By: ENS Economic Bureau | Mumbai | Published:May 10, 2017 5:20 am
 State bank of india, sbi, capital markets, sbi to raise funds, capital markets, indian economy, SBI-india, india news, indian express State Bank of India. (File Photo)

State Bank of India has initiated steps to raise funds from capital markets in the current fiscal. While the bank has not specified the amount to be raised, analysts said it could be up to Rs 15,000 crore.

The bank has sought applications from merchant bankers for managing the issue. “The bank intends to tap capital markets via a QIP/FPO. The issue size may vary based on various factors including but not limited to management discretion and the decision of the shareholders,” SBI said.

The bank said it proposes to appoint up to 6 merchant bankers. Together they will be designated as Book Running Lead Managers (BRLMs). The last date for submission of bids for the Request For Proposal (RFP) will be May 22.

SBI has already taken the board’s approval for raising up to Rs 15,000 crore through various means in the current fiscal. In 2014, SBI has raised Rs 8,032 crore by selling shares via qualified institutional placement (QIP), largely aided by state-owned insurer LIC. The bank sold 5.13 crore shares at an average price Rs 1,565, which was the lower side of the price band it had set.

The government currently holds 62.22 per cent stake in the bank as of March 2017.

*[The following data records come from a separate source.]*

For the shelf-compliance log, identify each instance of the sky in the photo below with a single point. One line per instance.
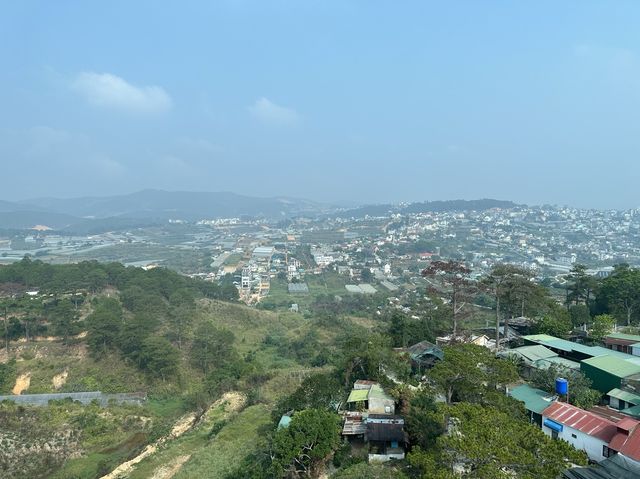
(336, 101)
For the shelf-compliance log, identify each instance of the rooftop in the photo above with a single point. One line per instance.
(612, 365)
(535, 400)
(581, 420)
(626, 396)
(627, 337)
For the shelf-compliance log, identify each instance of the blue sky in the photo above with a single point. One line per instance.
(358, 101)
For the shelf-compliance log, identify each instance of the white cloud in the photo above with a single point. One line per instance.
(268, 112)
(107, 165)
(110, 91)
(198, 145)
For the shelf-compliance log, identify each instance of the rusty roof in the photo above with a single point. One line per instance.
(584, 421)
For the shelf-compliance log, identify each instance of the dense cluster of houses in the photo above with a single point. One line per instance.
(609, 433)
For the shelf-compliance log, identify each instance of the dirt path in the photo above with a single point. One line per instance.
(22, 383)
(234, 401)
(170, 470)
(59, 379)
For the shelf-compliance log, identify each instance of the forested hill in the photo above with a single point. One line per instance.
(425, 207)
(152, 299)
(457, 205)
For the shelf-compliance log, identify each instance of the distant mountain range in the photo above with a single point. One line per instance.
(427, 206)
(147, 207)
(175, 204)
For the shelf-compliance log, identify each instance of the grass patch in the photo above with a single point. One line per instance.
(221, 455)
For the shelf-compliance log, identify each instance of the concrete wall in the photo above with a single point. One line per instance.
(589, 444)
(82, 397)
(381, 406)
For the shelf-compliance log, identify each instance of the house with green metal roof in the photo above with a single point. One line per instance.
(621, 399)
(571, 350)
(607, 372)
(369, 396)
(621, 342)
(535, 401)
(557, 361)
(529, 354)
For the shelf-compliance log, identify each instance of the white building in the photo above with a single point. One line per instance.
(582, 429)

Many PSU banks are keen to raise funds from the market. The capital requirements under Basel III for PSU banks remain large in relation to the capital infusion of Rs 20,000 crore announced by the government for FY18 and FY19. ICRA’s estimates for total tier I capital requirements for PSU banks are estimated to be Rs 120,000-130,000 crore for FY18-FY19, of which

Rs 80,000-100,000 crore has to be CET-I and balance Rs 30,000-40,000 crore can be met through issuances of AT1 bonds.

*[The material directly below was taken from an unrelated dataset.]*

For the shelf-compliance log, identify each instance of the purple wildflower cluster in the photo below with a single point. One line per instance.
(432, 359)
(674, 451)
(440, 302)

“Some of the PSU banks which have weak capital position will face a vicious cycle of inability to grow the advances and the NII, because of capital constraints, while the operating expenses continue to grow. This will lead to further weakening of profitability and pressure on internal capital generation and hence further weakening of the capital position. The ability to control the operating expenses as these weaker banks face the challenge of growing advances and NII will be critical for their sustainability,” Karthik Srinivasan, senior vice president and group head — Financial Sector Ratings, ICRA, said.